I’m trying to get the division first, but the Julia code generation puts vdivsd %xmm0, %xmm1, %xmm1
very late:
_sinc_threshold(::Type{Float64}) = 0.001
@inline function _sinc2(x::Union{T,Complex{T}}) where {T<:Union{Float32,Float64}}
invx=1.0/x; a = abs(x)
if a < _sinc_threshold(T) return evalpoly(x^2, (T(1), -T(pi)^2/6, T(pi)^4/120)) else return invx*sinpi(x) end
end
@code_native _sinc2(11.4)
My guess is that Julia prefers the much cheaper evalpoly code path, even with it very unlikely to be taken. It’s not helpful to filp the condition. Any way to force my first statement to actually schedule first?
This at least does something as you say on Julia 1.5.1 (with this modification), not on 1.6, and I’m not sure where to apply it (or fix for 1.6):
julia> @inline function expect(b::Bool)
Core.Intrinsics.llvmcall(("declare i1 @llvm.expect.i1(i1, i1)", """
%b = trunc i8 %0 to i1
%actual = call i1 @llvm.expect.i1(i1 %b, i1 true)
%byte = zext i1 %actual to i8
ret i8 %byte
"""), Bool, Tuple{Bool}, b)
end
expect (generic function with 1 method)
julia> expect(true)
ERROR: Module IR does not contain specified entry function
Stacktrace:
[1] expect(b::Bool)
@ Main ./REPL[112]:2
[2] top-level scope
@ REPL[113]:1
Anyway, ifelse, seemed to work, while the division wasn’t the exact first instruction 8maybe a good choice). It’s good to know, while it didn’t really help me optimize in this case.
Is this effective (i.e., changes the machine code in a meaningful way)? I think I’ve read somewhere (probably in julia’s issue tracker) that the optimization pass for this is not enabled in julia.
@inline function expect(b::Bool)
Bsae.llvmcall((" declare i1 @llvm.expect.i1(i1, i1)\n\n define i8 @entry(i8) alwaysinline {\n top:\n %b = trunc i8 %0 to i1\n%actual = call i1 @llvm.expect.i1(i1 %b, i1 true)\n
%byte = zext i1 %actual to i8\nret i8 %byte\n }\n", "entry"), Bool, Tuple{Bool}, b)
end
@tkf
That would explain why I hadn’t notice it make any real differences.

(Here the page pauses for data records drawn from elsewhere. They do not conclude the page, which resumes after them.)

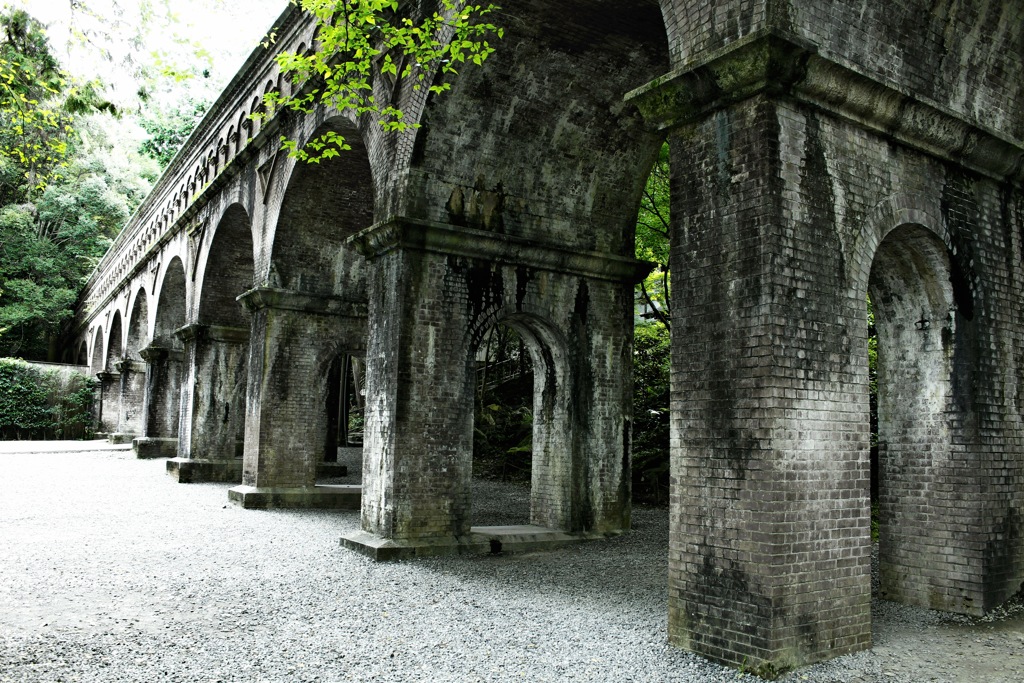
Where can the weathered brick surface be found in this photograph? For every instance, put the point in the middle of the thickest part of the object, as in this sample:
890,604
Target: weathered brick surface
213,392
821,152
786,218
291,354
431,311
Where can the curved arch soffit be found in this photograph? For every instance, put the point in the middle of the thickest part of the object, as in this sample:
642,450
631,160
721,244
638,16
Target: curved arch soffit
323,204
173,274
138,323
98,354
115,340
226,269
890,214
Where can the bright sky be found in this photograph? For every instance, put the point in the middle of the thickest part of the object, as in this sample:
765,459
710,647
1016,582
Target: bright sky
173,34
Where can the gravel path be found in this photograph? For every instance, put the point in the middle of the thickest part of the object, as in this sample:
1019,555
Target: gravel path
111,571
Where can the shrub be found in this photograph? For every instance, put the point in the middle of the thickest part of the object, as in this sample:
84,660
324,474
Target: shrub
43,403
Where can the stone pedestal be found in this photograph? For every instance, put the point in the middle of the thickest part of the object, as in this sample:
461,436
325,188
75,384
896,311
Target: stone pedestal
151,446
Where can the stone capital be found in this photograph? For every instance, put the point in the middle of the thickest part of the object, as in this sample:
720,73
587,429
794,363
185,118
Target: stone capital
784,66
154,353
199,332
452,240
125,366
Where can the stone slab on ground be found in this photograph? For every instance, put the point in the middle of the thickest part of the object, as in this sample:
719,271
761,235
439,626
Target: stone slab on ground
88,542
187,470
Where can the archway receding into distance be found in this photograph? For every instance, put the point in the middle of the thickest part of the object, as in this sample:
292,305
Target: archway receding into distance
911,290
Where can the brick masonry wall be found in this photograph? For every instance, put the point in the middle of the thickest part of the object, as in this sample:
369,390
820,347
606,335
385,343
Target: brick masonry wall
434,310
773,257
213,397
967,56
287,421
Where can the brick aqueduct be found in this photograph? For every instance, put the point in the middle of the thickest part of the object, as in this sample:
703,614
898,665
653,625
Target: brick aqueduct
821,152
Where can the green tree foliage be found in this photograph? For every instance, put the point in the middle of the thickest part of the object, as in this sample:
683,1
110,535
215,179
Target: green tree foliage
651,357
503,422
48,247
39,403
651,365
168,129
359,38
33,129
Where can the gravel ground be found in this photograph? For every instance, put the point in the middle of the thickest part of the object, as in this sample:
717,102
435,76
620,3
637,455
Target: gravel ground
111,571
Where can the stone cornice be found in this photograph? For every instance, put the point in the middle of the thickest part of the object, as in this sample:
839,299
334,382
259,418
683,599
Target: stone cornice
782,66
457,241
269,297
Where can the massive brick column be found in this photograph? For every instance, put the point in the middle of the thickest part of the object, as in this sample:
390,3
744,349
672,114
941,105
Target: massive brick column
108,408
770,546
213,392
434,289
772,254
161,402
295,336
131,396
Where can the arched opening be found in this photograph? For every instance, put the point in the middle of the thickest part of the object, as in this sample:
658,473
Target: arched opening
132,370
503,422
137,325
651,340
114,344
304,382
228,270
110,379
521,424
345,407
324,205
214,395
915,318
166,355
170,314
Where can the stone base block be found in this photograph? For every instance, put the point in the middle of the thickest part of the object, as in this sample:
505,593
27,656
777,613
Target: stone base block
321,498
481,540
332,470
145,446
187,470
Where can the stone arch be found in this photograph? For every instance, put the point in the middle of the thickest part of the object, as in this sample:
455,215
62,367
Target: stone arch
538,142
553,452
228,270
114,343
171,305
323,205
132,370
96,358
165,356
138,325
921,318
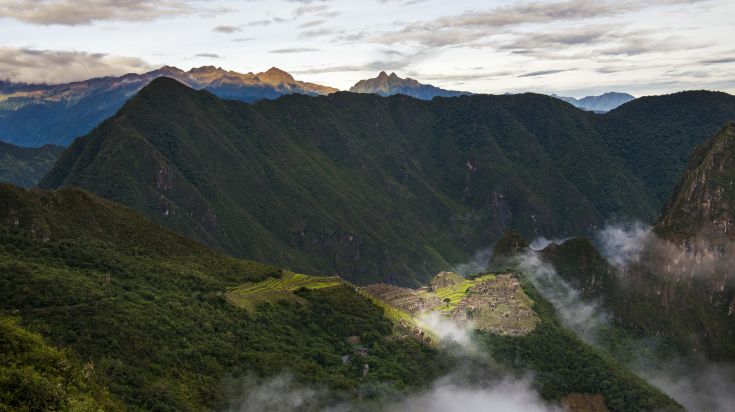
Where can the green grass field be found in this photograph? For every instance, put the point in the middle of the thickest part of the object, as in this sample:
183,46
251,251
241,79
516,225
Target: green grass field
249,295
457,292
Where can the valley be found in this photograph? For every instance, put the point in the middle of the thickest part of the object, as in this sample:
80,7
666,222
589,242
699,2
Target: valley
367,206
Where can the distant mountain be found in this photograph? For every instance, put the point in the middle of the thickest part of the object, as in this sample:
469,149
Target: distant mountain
25,166
372,187
388,85
602,103
33,115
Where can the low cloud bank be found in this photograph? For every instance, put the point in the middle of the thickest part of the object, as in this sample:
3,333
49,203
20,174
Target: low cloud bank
455,392
697,384
581,316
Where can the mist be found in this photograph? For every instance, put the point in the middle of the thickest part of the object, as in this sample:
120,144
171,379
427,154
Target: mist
475,384
694,382
583,317
477,264
458,391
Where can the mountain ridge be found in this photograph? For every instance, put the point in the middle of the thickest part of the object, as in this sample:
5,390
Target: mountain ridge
33,115
388,85
206,168
602,103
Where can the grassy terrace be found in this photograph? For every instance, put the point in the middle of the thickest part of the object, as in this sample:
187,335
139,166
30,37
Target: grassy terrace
458,291
249,295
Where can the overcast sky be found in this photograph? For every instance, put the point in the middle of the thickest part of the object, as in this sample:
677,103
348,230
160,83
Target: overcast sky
574,47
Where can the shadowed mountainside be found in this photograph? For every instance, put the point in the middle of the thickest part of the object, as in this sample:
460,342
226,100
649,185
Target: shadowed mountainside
361,185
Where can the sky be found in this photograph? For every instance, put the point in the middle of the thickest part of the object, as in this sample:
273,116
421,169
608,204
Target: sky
568,47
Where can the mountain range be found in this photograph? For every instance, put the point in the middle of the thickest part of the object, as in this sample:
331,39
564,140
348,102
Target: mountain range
380,188
602,103
677,281
388,85
123,284
26,166
37,114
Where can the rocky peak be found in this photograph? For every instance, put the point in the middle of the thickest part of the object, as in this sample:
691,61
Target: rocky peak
703,202
276,75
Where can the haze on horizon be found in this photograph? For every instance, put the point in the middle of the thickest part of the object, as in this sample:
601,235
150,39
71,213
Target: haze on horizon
571,47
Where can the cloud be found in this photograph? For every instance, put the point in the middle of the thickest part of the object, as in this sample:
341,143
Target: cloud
450,332
448,394
475,25
543,72
312,23
82,12
623,243
54,66
583,317
226,29
720,61
294,50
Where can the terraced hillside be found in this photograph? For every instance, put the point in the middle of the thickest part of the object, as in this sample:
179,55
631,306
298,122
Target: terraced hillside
250,294
493,303
381,189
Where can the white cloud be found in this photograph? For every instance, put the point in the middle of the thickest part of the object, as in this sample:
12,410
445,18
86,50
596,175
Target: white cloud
53,66
80,12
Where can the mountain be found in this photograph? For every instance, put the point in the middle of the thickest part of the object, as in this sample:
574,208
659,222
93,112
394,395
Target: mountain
156,319
677,284
602,103
37,114
112,311
356,184
703,202
37,376
25,166
388,85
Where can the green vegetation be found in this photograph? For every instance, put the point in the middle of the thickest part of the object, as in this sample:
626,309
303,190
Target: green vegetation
454,293
249,295
25,167
37,377
380,189
147,307
563,364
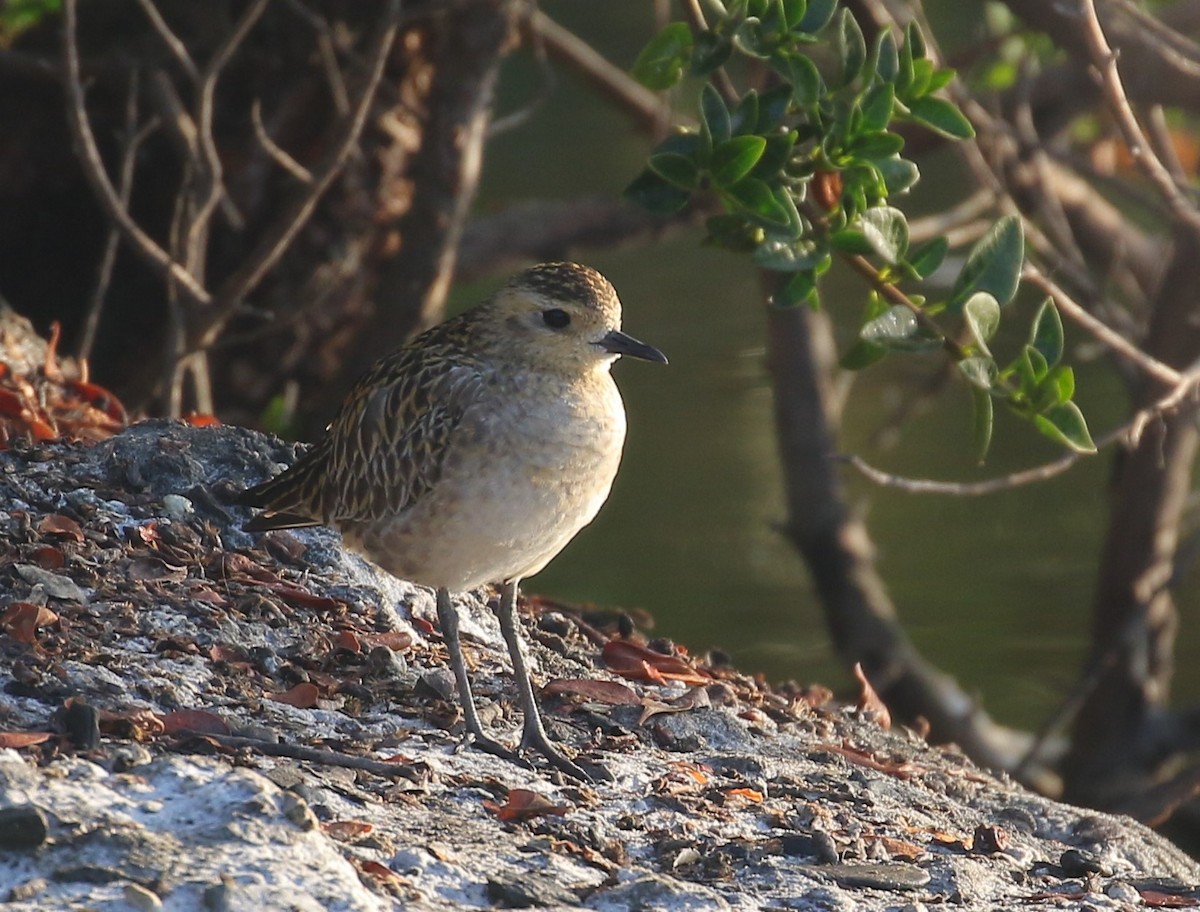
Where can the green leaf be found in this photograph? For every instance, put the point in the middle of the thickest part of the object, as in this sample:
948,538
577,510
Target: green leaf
982,315
877,107
750,40
941,117
735,159
851,47
755,197
775,156
714,114
655,195
994,264
927,258
899,174
793,12
851,240
1065,424
817,16
899,331
979,371
885,57
876,145
802,75
1048,337
887,231
744,118
790,256
982,423
801,288
666,55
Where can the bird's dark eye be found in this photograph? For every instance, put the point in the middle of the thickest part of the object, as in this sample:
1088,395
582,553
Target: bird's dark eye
556,318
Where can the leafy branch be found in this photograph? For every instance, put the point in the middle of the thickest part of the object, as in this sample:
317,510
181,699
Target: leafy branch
805,169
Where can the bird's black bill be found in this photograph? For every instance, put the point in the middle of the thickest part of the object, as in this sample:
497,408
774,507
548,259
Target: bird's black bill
621,343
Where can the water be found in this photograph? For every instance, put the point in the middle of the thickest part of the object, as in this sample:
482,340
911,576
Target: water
996,591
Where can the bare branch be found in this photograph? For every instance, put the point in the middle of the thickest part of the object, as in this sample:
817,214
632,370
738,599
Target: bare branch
610,82
177,47
276,154
195,241
1111,339
133,139
1105,63
1188,387
94,169
275,243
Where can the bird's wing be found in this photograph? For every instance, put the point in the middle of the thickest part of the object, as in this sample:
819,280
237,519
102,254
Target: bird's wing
385,448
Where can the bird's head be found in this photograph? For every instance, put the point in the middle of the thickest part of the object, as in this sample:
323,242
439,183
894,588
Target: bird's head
564,316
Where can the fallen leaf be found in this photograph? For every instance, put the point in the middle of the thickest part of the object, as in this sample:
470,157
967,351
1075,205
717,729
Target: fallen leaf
347,829
348,641
59,525
23,739
48,557
522,804
193,720
610,693
750,795
22,619
377,870
630,660
395,640
869,703
301,696
197,419
1157,899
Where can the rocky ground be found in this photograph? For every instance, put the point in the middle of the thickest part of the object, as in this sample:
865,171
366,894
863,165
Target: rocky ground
196,718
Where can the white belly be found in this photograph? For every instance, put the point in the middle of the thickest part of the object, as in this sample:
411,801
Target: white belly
510,497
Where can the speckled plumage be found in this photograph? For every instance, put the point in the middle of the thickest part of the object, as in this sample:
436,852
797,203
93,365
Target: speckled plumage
478,450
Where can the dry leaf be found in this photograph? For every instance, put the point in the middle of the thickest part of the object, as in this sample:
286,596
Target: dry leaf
301,696
610,693
59,525
23,739
523,804
869,703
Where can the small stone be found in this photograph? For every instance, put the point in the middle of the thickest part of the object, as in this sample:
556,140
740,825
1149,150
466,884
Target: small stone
23,827
178,508
141,898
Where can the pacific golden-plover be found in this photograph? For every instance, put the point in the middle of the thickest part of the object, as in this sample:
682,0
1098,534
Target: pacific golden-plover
474,454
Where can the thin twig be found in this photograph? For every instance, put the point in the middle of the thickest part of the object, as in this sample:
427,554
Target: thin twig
269,145
213,174
610,82
1127,433
328,54
94,169
177,47
133,139
1105,63
1099,330
312,755
273,246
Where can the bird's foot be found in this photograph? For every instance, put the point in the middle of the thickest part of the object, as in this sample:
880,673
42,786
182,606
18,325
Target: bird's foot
534,738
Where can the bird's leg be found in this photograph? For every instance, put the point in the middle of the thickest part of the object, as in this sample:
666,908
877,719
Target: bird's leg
534,732
448,617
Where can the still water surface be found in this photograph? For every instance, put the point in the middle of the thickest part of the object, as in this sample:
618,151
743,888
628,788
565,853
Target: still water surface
995,591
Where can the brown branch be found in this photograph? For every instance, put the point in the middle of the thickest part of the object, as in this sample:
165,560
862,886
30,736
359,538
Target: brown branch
280,235
133,139
610,82
94,169
1104,59
177,47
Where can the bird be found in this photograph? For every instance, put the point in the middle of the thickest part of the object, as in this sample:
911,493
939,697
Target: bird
473,455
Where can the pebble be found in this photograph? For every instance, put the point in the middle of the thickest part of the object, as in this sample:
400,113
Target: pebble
23,826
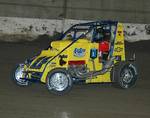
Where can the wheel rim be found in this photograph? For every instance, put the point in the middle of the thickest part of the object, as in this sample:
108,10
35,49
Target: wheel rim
128,75
19,75
59,81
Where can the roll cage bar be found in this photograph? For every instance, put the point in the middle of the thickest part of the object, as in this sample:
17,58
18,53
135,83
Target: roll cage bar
88,27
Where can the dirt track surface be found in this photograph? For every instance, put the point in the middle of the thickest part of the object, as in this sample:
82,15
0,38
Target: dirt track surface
84,101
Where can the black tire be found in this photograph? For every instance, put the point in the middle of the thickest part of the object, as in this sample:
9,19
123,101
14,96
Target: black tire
18,81
124,75
63,80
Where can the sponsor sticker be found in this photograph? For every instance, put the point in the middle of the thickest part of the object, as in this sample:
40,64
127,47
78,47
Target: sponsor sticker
118,49
79,52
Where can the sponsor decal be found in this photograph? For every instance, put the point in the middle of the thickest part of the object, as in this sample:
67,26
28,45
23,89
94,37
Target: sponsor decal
118,49
79,52
119,43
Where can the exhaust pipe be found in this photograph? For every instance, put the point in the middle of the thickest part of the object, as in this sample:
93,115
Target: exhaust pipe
90,74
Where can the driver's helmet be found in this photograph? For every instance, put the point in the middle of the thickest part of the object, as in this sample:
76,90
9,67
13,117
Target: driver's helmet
107,34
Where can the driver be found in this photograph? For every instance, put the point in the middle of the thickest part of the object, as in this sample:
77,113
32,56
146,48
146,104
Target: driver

Perhaps it does through preventing optimizations, but I wouldn’t exactly call that desirable in general.
since Julia is a dynamic language, I’d imagine people are naturally more conscious about putting the most hit / possible branch at the top. Besides, Julia doesn’t have a switch case anyways.